Saul Bellow might have shared that title with Gabo a few years back. I would go back and forth in my mind as to whose work I would rather be stranded on a desert island with. The Jew from Chicago, or the Colombian magical realist? Both had that aura of literature that a writer like, say, E.L. Doctorow or John Updike (as wonderful as they both are) simply can't reproduce.
But how could men with such lovely, brilliant voices -- whose understanding of human character is so rich, whose sympathies run so deep -- be such dumbbells when it comes to their politics?

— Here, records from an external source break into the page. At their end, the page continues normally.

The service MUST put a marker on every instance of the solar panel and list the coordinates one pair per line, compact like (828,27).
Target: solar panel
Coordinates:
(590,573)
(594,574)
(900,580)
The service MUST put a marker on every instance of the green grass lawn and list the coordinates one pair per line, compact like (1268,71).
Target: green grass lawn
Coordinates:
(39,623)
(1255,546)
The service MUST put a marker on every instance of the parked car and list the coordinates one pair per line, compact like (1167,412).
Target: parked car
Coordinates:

Bellow is probably the lesser offender of the two. Bellow started out as a Trotskyite and later in life became a neocon (a la Paul Wolfowitz -- who was apparently a character in Ravelstein.) And he was pretty unapologetic about it. Early in Bill Clinton's first term, a friend of mine met Bellow at a dinner party and he asked her what she thought of Clinton. Well, she started, I think he's doing this right and that right, etc. Bellow listened politely and then said, "Well, I'd rather be young than smart."
What a shmuck!
Gabo, on the other hand, became a friend and apologist for Fidel Castro (a dictator whom I feel no romanticism about whatsoever).

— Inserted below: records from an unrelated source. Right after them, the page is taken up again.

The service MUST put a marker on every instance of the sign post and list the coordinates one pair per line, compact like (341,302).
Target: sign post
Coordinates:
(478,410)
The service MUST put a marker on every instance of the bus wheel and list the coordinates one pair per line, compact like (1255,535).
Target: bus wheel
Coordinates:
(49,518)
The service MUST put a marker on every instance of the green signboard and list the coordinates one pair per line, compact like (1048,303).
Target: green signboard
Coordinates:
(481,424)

For a wonderful portrait of the moral vicissitudes of the Garcia Marquez / Castro friendship, I recommend Enrique Krauze's cover story in the New Republic this week. (Provided you can get past Krauze's extremely lame homage to One Hundred Years of Solitude in the lede.)
I guess one shouldn't be surprised that great artists aren't always great thinkers. Most, in fact, are pretty shitty thinkers. Writers become infatuated with ideas -- most of which have horrible practical implications -- which they can't seem to shake off. Does this have something to do with the obsessive nature of writing? Perhaps. Or maybe the fact that in a novel the author is god, and god can paper over the flaws that tear things apart in real life?
Or maybe it's because writers are much fonder of failure than they are of success. Makes for a much better story.
I don't know how the man who wrote One Hundred Years of Solitude could look at the horrors of the man who put gays in concentration camps -- who throws writers in prison, who has refused to give his people the right to vote, who has tortured and murdered his political opponents -- with affection.
Or, rather, how he could feel sympathy for this dictator but apparently feel nothing for the dictator's victims? (Some of whom were his friends.)